I have suggested that we sit down together and go through our finances to plan for his retirement, but was given short shrift. His attitude seems to be that there is no "us" to discuss.

OP posts:
Certainlyuncertain · 18/02/2020 12:35

Visiting your daughter, talking to friends and seeing the GP yourself (for yourself) sounds like an excellent idea.

If you DH is unwilling to go to the GP, I think the cause of his behaviour is a lot less important than the behaviour itself. If it is a health issue (which sounds very likely) there’s nothing you can do until he’s willing to accept help. Focus on what you need right now.
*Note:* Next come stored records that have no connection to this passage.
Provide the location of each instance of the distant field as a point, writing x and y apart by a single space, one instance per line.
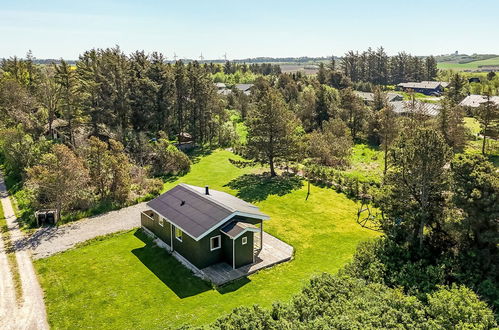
468 66
305 68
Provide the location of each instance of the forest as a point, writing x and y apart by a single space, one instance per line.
110 130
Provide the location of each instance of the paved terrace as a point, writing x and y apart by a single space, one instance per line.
274 251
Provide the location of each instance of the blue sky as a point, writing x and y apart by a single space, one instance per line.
54 29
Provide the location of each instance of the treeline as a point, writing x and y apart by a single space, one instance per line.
131 108
376 67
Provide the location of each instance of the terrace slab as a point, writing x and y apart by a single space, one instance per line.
273 252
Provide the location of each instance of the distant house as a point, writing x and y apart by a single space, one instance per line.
245 88
204 227
424 87
407 108
369 97
474 101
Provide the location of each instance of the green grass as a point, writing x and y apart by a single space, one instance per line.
11 256
125 282
241 128
472 124
474 146
469 65
366 163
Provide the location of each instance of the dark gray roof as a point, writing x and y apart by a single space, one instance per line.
243 87
405 107
424 84
235 228
197 214
369 97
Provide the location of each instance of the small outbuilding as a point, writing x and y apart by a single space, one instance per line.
205 227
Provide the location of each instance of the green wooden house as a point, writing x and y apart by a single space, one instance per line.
203 227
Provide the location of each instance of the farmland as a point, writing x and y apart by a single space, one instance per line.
468 66
126 282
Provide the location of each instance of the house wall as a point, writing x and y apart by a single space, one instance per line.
198 252
244 253
163 232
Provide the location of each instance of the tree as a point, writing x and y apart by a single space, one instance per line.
388 131
458 308
354 113
272 130
412 198
67 84
322 74
60 180
49 95
109 169
332 145
451 124
476 193
488 116
167 159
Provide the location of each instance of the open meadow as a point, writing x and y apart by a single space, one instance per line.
124 281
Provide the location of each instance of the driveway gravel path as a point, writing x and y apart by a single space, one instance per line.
47 241
30 314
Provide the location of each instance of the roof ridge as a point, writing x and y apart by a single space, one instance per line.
213 201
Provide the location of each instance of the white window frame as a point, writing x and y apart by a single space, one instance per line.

It must be incredibly hard to be treated in this way by someone you love.

Friendsofmine · 18/02/2020 13:09

OP I assumed you had ruled out that you are suddenly really irritating!

Wallywobbles · 18/02/2020 13:22

Well the current situation is clearly untenable so perhaps look at divorce in a semi serious way. At least you'll be off the hook for future arse wiping.

RadElla · 18/02/2020 13:27

It could be diabetes - uncontrollable anger, shaking and redness can be symptoms of hypoglycaemia. Diabetes is often hidden/undiagnosed until it starts to affect other organs, and can be very dangerous. If you can't, maybe your daughter can convince him to see a GP.